Brooklyn drill generally, and Pop Smoke’s music in particular, follows a now-typical pattern for regional rap subgenres, growing and splintered off from their source material. See the way Los Angeles G-funk was repurposed by rappers in Texas, the way up-tempo bounces from the Bay Area were meshed with Detroit’s electronic music traditions when they reached that city, or the way production styles from Atlanta and Baton Rouge have recently circled back around to L.A. Styles associated with far-off places are reimagined, blended with local musical traditions and studded with new slang and perspective.

Until Pop Smoke, this was the case basically everywhere but New York. Hip-hop’s birthplace has been a proud exporter of rap styles since the ‘70s––and the subject of much hand-wringing and concern trolling when other locales seem to be driving the genre forward. When Harlem’s own A$AP Rocky made national waves by borrowing sounds from Memphis and Houston, some critics and boosters hailed a new era of post-regionalism. But Rocky did not represent a new style of rap adapted for New York City: he proved to be an omnivore, hopping from trend to trend too quickly for any of them to codify. Pop Smoke, by contrast, might have become the city’s first mainstream star who was primarily an importer of sound, turning a style from Chicago into something unique to the neighborhood that raised him.

It began with the voice. A Pop Smoke song is instantly recognizable for that baritone, like that of a crooner who smoked ten thousand cigarettes. On Shoot for the Stars it remains unmistakable, though its effect is often dulled, especially when his vocals are laid over beats that don’t suit him. “Gangstas,” for example, could have been pulled from any mid-period G-Unit album, with a staid piano line that gestures at menace but can’t summon the energy required to sell it, while “Yea Yea” imagines Pop Smoke as one of the innumerable, interchangeable rappers who fill out drive-time radio programming. This makes it all the more rewarding when his posthumous verses are given the nervous, punishing sounds he worked so well on: the closing song, “Tunnel Vision,” and “Make It Rain”—which features an excellent jail-phone verse from Rowdy Rebel—stomp as hard as the best Pop songs do.

The aforementioned 50 Cent hangs like a specter over the album, which he helped executive produce. When he began recording songs for his debut album in the late ‘90s––an album Columbia later shelved, after his mentor, Jam Master Jay, was murdered and after 50 was shot nine times––he was strictly a rapper’s rapper, packing dense, overlong verses into every other song.
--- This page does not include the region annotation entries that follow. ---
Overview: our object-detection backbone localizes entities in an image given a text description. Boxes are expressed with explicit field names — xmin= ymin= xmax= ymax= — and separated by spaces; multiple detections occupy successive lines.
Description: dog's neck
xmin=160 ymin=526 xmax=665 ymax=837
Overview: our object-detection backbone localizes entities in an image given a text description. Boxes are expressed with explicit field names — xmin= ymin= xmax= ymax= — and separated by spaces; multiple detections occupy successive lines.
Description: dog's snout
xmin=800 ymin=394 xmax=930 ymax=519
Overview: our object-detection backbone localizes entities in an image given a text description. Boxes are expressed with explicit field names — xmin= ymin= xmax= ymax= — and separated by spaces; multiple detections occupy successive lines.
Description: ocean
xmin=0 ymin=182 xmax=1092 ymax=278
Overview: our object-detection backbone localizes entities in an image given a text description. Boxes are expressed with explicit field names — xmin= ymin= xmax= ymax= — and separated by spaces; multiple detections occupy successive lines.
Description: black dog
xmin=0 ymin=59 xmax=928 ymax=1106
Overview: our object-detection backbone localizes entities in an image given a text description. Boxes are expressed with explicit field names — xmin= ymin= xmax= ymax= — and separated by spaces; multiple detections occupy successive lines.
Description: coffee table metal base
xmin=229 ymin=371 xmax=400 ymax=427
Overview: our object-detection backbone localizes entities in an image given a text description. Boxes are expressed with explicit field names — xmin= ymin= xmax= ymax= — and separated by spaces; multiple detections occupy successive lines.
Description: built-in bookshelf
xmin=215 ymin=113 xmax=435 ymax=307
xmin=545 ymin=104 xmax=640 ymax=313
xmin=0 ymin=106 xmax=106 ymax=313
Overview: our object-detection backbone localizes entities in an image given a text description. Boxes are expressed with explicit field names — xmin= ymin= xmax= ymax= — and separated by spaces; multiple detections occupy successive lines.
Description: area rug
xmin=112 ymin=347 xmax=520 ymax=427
But the boot camp he went through with JMJ and the then-buzzing producers the Trackmasters taught him to incorporate the kinds of melodies and sneakily-written hooks that could embed him on radio and in video rotation; by the time he had recovered from the shooting, 50 was Trojan-horsing massive choruses onto beat-jacking mixtapes. If there is one surprising revelation on Pop Smoke’s Stars, it’s the three-track suite of softer love songs that come toward the album’s end. “What You Know Bout Love,” in particular, suggests that Pop might have had a few “21 Questions”’ up his sleeve—songs that were irreducible statements of his borough’s style and identity, but formatted and poppy enough for mass consumption.